Lowell Smith dressed in a Handel costume at the sing-along booth in the Wilkinson Center. (Courtesy Lowell Smith)

“We want to help students unwind before finals while enjoying an activity they may not normally have access to at BYU,” Smith said. “We will sing through almost all the choral numbers from Handel’s ‘Messiah’ in one hour. … We hope that singers and non-singers alike will be feel the Christmas spirit and that it will be a great start to their holiday season.”

Students, family and faculty are invited to attend no matter what their familiarity to the Baroque composer’s masterpiece is.

“You do not have to be familiar with the music to attend, although it will help,” Smith said. “Sing-alongs typically ask people to bring their own music, or they provide copies. We want to try something different and innovative. The music and lyrics will be scrolling along on the large auditorium screen for everybody to view. Because we are all busy students, this year we are singing along to a pre-recorded version. Interspersed with a few songs will be video clips from the Savior’s life.”

Flyer for the sing-along (Courtesy Lowell Smith).
Flyer for the sing-along. (Courtesy Lowell Smith)

The MBA Student Association and the MBA Spouse Association are sponsoring this event, which is being held for the second year in a row.

“I imagine that some people are surprised to see MBA students interested in creating a community ‘Messiah’ sing-along,” Smith said. “We love BYU and hope this is a great evening for the community.”

Olivia Hutchinson, professional opera singer from Novato, Calif., and graduate of the San Francisco Conservatory of Music, says that singing pieces from “The Messiah” can be quite emotional. Prior familiarity with the oratorio can contribute to the singer’s experience but is not crucial at a sing-along, according to Hutchinson.

“Whether it’s from the stage or the audience, singing ‘The Messiah’ is an overwhelmingly beautiful experience for me,” Hutchinson said. “Handel chose inspired verses about the Savior and set them masterfully.
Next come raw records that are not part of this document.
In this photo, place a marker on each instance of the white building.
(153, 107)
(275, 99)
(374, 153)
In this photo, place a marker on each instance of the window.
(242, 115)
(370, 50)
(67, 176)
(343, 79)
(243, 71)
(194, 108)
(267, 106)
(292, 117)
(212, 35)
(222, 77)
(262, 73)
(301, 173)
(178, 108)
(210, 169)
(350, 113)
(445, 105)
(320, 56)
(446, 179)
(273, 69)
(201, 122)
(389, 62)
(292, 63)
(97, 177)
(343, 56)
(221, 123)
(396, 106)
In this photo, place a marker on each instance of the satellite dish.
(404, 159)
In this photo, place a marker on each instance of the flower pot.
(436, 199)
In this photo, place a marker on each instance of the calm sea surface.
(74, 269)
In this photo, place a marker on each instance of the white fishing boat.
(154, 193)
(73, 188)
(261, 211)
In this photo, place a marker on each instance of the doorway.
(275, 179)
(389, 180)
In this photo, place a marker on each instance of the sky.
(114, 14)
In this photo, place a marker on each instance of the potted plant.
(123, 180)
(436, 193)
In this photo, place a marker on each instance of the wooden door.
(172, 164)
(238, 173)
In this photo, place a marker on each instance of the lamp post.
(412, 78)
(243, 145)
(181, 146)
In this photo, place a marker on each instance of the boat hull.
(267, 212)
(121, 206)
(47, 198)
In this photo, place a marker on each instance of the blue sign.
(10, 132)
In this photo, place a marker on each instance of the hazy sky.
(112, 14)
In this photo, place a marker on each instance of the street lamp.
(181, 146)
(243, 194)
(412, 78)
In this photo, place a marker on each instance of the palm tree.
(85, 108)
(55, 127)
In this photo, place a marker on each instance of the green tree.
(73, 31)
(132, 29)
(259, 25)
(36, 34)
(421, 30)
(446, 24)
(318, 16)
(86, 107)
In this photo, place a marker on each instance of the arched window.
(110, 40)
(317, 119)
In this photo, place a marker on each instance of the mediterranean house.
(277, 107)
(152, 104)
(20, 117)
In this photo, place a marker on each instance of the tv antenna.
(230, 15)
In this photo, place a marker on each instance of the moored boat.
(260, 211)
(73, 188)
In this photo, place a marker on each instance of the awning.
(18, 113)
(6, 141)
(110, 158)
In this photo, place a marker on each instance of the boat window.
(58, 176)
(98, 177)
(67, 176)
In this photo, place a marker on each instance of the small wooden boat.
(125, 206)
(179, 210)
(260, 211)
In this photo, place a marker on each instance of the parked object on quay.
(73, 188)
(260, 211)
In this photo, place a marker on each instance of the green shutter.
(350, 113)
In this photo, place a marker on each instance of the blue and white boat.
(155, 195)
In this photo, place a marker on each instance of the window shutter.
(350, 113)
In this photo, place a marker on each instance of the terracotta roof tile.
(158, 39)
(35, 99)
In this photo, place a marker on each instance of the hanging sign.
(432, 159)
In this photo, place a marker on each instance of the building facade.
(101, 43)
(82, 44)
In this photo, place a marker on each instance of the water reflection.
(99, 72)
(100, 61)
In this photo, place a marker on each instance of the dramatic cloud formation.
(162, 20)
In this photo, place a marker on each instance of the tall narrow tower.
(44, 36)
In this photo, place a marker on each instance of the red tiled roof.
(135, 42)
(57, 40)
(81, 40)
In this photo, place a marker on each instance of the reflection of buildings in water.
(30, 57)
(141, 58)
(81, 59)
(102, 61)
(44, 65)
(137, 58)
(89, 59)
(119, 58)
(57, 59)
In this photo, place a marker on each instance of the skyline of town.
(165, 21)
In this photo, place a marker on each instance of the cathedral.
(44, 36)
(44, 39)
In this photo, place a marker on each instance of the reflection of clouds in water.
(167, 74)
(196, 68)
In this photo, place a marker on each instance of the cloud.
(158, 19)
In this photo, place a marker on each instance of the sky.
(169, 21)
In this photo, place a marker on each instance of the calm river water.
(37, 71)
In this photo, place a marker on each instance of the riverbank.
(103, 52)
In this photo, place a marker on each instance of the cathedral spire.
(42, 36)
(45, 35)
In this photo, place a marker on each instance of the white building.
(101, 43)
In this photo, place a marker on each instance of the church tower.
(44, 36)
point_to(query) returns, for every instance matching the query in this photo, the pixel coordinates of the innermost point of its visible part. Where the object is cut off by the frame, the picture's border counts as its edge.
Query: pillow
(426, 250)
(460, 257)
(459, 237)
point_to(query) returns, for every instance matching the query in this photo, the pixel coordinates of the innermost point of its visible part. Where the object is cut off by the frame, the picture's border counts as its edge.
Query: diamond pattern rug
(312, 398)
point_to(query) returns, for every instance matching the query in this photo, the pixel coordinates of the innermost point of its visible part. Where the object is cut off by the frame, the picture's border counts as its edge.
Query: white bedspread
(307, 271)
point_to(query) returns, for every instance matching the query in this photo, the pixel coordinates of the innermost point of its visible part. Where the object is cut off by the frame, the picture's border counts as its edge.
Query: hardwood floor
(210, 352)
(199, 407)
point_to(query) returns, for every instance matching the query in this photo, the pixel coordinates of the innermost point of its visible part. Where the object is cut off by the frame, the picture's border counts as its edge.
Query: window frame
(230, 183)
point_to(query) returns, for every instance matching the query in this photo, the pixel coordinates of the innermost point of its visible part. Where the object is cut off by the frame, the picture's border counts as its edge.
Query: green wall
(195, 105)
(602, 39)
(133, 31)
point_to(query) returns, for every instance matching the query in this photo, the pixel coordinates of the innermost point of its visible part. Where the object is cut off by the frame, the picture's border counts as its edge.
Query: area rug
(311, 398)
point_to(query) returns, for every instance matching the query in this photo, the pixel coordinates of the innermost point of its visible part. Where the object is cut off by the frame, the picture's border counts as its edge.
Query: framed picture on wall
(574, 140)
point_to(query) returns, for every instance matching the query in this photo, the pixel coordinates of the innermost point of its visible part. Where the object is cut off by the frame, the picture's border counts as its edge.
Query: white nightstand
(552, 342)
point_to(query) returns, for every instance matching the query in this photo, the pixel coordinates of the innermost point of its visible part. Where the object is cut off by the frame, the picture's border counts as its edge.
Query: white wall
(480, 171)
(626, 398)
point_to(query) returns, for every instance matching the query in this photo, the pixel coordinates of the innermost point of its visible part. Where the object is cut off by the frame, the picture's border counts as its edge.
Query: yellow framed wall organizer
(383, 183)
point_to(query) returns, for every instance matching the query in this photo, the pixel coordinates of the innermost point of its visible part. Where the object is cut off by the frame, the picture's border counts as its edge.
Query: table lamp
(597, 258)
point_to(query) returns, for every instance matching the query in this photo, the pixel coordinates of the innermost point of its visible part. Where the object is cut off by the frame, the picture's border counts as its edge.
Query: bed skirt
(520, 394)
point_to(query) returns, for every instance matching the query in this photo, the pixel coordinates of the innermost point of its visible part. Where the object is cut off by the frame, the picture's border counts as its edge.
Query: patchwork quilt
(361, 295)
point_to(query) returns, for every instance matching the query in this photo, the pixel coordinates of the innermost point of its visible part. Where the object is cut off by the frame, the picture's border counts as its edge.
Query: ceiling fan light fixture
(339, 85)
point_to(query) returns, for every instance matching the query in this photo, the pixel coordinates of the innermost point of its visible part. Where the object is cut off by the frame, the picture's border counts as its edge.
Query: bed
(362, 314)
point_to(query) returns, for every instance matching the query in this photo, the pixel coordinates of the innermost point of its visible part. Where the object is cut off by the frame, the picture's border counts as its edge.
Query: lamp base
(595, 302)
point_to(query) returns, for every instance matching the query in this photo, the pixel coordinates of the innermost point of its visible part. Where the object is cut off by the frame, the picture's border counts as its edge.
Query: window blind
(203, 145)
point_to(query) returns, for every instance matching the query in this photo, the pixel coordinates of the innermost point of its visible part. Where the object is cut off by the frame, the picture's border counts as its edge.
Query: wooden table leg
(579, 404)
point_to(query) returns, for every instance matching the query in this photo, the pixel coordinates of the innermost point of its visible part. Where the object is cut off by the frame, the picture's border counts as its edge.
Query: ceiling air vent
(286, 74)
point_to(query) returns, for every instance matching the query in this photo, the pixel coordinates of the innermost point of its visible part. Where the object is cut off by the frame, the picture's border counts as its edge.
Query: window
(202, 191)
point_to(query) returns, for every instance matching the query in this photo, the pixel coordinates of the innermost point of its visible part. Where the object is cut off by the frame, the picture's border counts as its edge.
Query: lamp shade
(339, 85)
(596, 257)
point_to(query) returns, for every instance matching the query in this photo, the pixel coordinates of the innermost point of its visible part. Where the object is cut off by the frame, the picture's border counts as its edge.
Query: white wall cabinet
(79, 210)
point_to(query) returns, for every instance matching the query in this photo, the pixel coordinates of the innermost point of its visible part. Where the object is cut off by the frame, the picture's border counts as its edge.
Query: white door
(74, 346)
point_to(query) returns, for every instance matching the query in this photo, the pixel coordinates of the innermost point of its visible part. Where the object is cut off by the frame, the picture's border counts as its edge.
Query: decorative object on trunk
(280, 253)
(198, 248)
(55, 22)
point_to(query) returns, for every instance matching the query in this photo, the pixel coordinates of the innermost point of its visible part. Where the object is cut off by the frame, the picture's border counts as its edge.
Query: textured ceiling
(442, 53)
I can’t sing this piece without getting goosebumps and feeling the Spirit intensely. Any amount of preparation you do beforehand will add to the experience (including) listening to the music at home, buying the score and picking out your notes at home, taking a ‘Messiah’ prep class. But frankly if all you do is show up, soak it all in and belt out the “Hallelujah Chorus” with everybody at the end you’ll still have an amazing time.”